Sevgili Maria'm papatyam,
İnsanlar teknolojik olarak ne kadar ileri giderse, zihniyet olarakta o kadar geriliyor. Ürettiğimiz ürünler bizi ileri taşırken, biz kendimizi geri sürüklüyoruz. Yıllardır gelişen fikirler olması gerekirken, insanoğlu geri kafalı düşünceleri daha çabuk kabulleniyor. Belki de yeni düşünceler ve onları kabullenmek zor geliyordur. Geçmişte var olan, en sığ düşünceleri şiddet ekleyerek, şuanki zamanda savunuyoruz. Belki de insanlar bu yüzden hırçındır. Düşünceler değişmedikçe, anlatma biçimi değişir. Sağ sol çatışmaları bitmiş gibi dursa da, sadece şiddeti azalmıştı. İnsanlar ayrışmak için bahaneler arıyor gibi davranıyordu. Herhangi bir nesneye bir taraf mavi dese diğer taraf yeşil diyip olayı uzatıyordu, üstüne bu olay daha tartışılıp, kabullenmezken yeni bir taraf çıkıp o nesneye kırmızı diyordu. Şuanki yıla ve geçmişime bakıyorum da sana değişen tek bir şey sayamam, değişti desem bana evrimleşmiş halini gösterirsin. Her nesil zorluk yaşıyor, şuanki yılın geçmişten pek farkı yok. İnsanlar ekonomik olarak zenginleştiğine bile inanıyor, oysa düşünce olarak gerilediği için böyle düşünüyor. Şuanın geçmişe tek farkı insanların bizim aşkımızı kabullenmesi olabilirdi, en azından bir kısmı için diyebilirim. Şuan ki yaşamda gençliğimizi yaşıyor olsaydık, belki çok mutlu olurduk.
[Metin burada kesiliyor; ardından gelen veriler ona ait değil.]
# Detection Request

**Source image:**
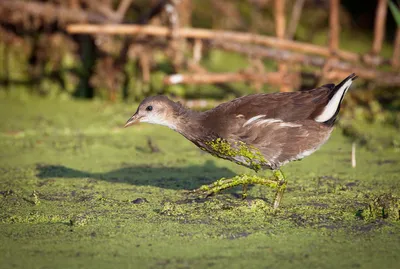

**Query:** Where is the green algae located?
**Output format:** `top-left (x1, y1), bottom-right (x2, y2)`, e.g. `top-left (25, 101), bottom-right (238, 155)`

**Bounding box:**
top-left (0, 99), bottom-right (400, 268)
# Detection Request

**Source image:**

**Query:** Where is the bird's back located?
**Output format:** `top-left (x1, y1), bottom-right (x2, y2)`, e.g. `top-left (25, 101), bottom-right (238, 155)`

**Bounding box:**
top-left (203, 75), bottom-right (355, 168)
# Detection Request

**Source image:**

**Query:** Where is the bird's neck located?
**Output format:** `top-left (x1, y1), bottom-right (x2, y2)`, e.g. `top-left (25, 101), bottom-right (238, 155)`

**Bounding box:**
top-left (175, 107), bottom-right (207, 141)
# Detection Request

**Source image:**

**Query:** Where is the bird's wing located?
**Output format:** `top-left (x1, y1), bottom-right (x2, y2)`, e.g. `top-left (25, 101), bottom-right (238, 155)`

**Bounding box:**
top-left (215, 84), bottom-right (335, 122)
top-left (202, 84), bottom-right (335, 168)
top-left (224, 115), bottom-right (322, 168)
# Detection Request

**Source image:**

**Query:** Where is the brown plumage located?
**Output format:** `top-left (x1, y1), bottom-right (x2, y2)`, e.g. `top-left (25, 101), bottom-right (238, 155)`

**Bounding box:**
top-left (125, 74), bottom-right (356, 207)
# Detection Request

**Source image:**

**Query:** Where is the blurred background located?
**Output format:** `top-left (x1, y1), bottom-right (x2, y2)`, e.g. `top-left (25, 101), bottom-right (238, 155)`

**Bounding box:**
top-left (0, 0), bottom-right (400, 125)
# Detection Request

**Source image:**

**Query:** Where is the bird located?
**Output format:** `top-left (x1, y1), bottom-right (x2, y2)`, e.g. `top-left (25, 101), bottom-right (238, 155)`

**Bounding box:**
top-left (125, 73), bottom-right (357, 209)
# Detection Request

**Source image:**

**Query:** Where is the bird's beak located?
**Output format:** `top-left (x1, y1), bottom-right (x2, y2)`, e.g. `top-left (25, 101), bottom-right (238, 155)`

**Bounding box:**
top-left (124, 113), bottom-right (141, 128)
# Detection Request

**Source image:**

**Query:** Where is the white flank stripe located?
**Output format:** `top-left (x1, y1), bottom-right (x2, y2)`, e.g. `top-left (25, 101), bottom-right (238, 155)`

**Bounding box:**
top-left (279, 122), bottom-right (301, 127)
top-left (243, 115), bottom-right (301, 127)
top-left (256, 119), bottom-right (282, 126)
top-left (243, 115), bottom-right (265, 127)
top-left (315, 79), bottom-right (353, 122)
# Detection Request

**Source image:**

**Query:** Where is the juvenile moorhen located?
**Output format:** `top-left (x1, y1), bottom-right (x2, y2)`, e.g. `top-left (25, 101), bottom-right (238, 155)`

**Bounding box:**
top-left (125, 74), bottom-right (356, 209)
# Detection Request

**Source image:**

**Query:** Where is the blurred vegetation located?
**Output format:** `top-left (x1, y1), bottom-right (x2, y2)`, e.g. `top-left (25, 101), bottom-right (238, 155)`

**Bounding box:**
top-left (0, 0), bottom-right (400, 125)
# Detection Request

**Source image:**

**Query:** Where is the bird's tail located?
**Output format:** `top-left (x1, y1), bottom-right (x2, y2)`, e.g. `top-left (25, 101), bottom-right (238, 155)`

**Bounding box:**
top-left (315, 73), bottom-right (357, 125)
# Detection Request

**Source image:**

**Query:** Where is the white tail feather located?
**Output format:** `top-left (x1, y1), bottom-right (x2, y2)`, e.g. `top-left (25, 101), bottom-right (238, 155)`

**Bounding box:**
top-left (315, 79), bottom-right (353, 122)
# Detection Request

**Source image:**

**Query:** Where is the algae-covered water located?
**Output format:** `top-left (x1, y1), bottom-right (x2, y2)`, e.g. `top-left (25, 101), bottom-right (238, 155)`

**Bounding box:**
top-left (0, 98), bottom-right (400, 268)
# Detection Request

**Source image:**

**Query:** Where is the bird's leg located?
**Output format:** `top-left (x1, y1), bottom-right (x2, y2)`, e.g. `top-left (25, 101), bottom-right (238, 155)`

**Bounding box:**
top-left (242, 184), bottom-right (248, 199)
top-left (273, 169), bottom-right (287, 209)
top-left (195, 175), bottom-right (279, 196)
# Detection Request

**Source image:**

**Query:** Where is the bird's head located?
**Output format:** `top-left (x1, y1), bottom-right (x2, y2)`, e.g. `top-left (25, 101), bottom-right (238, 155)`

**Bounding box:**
top-left (125, 95), bottom-right (181, 130)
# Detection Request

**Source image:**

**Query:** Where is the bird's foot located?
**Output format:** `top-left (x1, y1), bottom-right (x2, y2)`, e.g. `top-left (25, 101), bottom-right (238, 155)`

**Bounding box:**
top-left (194, 175), bottom-right (279, 198)
top-left (273, 170), bottom-right (287, 210)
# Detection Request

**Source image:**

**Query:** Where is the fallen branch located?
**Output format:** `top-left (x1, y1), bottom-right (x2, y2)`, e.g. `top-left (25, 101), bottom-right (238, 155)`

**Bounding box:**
top-left (67, 24), bottom-right (376, 62)
top-left (211, 42), bottom-right (400, 86)
top-left (0, 0), bottom-right (107, 23)
top-left (164, 72), bottom-right (297, 85)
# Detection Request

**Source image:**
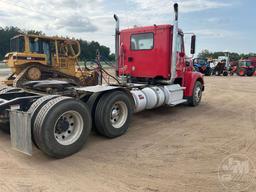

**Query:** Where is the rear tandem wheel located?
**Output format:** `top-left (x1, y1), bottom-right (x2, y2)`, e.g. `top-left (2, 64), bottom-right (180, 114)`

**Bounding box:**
top-left (33, 97), bottom-right (92, 158)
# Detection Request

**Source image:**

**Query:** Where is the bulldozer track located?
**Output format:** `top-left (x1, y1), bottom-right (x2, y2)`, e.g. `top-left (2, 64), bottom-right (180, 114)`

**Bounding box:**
top-left (13, 64), bottom-right (96, 87)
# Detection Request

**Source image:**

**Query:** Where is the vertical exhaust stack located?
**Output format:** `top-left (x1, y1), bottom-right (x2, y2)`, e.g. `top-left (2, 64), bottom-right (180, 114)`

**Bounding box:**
top-left (170, 3), bottom-right (179, 84)
top-left (114, 14), bottom-right (120, 76)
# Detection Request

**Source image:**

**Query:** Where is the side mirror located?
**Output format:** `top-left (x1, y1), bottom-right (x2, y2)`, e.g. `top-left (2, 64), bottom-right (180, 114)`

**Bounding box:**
top-left (190, 35), bottom-right (196, 55)
top-left (186, 61), bottom-right (190, 67)
top-left (179, 52), bottom-right (185, 57)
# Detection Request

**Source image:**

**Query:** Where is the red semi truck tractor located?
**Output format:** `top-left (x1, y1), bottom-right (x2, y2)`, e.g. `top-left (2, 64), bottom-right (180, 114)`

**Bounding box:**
top-left (237, 57), bottom-right (256, 76)
top-left (0, 4), bottom-right (204, 158)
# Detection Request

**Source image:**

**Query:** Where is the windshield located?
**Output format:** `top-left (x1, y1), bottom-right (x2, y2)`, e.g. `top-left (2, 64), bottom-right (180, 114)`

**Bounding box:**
top-left (239, 61), bottom-right (252, 67)
top-left (10, 36), bottom-right (25, 52)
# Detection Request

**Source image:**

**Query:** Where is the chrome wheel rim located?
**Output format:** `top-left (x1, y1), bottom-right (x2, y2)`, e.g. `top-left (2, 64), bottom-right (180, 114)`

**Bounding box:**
top-left (110, 101), bottom-right (128, 129)
top-left (54, 111), bottom-right (84, 145)
top-left (195, 86), bottom-right (202, 103)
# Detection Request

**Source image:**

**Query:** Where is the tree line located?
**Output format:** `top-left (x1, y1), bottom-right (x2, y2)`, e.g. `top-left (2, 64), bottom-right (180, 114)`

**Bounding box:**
top-left (198, 50), bottom-right (256, 61)
top-left (0, 26), bottom-right (115, 61)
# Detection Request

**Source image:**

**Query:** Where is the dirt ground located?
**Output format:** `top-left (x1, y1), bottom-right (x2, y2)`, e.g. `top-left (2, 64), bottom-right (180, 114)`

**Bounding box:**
top-left (0, 77), bottom-right (256, 192)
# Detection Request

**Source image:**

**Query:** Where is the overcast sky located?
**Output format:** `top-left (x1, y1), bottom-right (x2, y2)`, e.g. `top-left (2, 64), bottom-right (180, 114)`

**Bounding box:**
top-left (0, 0), bottom-right (256, 53)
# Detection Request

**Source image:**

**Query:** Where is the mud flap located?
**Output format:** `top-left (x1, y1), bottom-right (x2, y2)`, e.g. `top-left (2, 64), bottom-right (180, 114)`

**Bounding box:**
top-left (9, 109), bottom-right (32, 155)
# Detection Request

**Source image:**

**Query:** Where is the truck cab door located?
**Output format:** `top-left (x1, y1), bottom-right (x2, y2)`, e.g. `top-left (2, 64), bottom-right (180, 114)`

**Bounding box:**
top-left (176, 33), bottom-right (186, 73)
top-left (125, 32), bottom-right (156, 77)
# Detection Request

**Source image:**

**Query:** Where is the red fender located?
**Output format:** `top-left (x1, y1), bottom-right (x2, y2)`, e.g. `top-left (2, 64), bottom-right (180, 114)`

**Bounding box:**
top-left (183, 71), bottom-right (204, 97)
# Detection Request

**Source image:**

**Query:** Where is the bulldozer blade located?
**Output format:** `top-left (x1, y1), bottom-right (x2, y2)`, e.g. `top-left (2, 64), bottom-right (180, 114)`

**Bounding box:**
top-left (9, 109), bottom-right (32, 156)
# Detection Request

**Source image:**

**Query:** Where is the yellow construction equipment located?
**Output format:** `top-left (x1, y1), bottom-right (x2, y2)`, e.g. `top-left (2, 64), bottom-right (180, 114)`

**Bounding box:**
top-left (4, 34), bottom-right (98, 87)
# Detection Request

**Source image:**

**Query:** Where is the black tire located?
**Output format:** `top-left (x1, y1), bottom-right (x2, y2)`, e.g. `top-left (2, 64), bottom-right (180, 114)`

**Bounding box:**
top-left (246, 69), bottom-right (255, 77)
top-left (94, 91), bottom-right (133, 138)
top-left (28, 95), bottom-right (57, 148)
top-left (205, 68), bottom-right (212, 76)
top-left (188, 81), bottom-right (203, 107)
top-left (33, 97), bottom-right (92, 158)
top-left (223, 71), bottom-right (228, 77)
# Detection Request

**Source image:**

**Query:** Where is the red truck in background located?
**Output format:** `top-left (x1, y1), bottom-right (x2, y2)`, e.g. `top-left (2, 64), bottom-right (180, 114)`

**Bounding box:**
top-left (236, 57), bottom-right (256, 76)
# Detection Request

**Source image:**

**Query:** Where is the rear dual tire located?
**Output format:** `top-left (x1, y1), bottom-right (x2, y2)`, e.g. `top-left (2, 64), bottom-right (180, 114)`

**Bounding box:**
top-left (94, 91), bottom-right (132, 138)
top-left (33, 97), bottom-right (92, 158)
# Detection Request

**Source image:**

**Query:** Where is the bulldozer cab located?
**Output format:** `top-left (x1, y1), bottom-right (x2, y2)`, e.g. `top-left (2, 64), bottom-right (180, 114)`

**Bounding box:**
top-left (10, 35), bottom-right (80, 66)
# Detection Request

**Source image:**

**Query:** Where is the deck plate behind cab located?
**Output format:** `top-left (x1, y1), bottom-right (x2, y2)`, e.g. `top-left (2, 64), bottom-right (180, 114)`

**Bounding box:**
top-left (9, 110), bottom-right (32, 155)
top-left (75, 85), bottom-right (120, 93)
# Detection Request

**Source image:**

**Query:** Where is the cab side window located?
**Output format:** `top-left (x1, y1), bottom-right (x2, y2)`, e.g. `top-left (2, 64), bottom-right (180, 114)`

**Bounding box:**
top-left (131, 33), bottom-right (154, 51)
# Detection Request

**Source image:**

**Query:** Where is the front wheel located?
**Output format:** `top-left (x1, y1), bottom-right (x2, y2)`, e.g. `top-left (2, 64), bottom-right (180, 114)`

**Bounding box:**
top-left (188, 81), bottom-right (203, 106)
top-left (94, 91), bottom-right (132, 138)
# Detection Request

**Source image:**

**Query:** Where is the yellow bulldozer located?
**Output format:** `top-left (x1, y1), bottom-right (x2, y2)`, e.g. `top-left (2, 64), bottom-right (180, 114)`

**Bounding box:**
top-left (4, 34), bottom-right (98, 87)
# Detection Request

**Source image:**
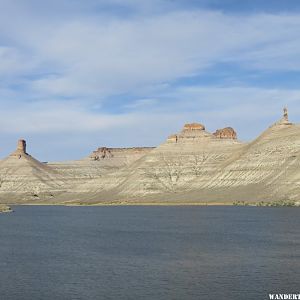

Belki yine yargılanırdık fakat bazıları kabul görüp bize laf etmezdi.

Abimin ölümünün üstünden aylar geçmişti, bir yıl daha bitmişti. O günden sonra sürekli senden mektup beklemiştim fakat çabalarım boşunaydı. Bana diktiğin elbiseyi arada dolabımdan çıkarır koklardım, bu vaziyetimin acınası olduğunu düşünebilirsin fakat sana dair bir koku, bir hatıraydı beni bu denli ayakta tutan. Senden önce bir durumdan bu kadar müzdarip olduğumu hatırlamam, senden sonrasında bazı yaşadıklarım benim için fazlaydı.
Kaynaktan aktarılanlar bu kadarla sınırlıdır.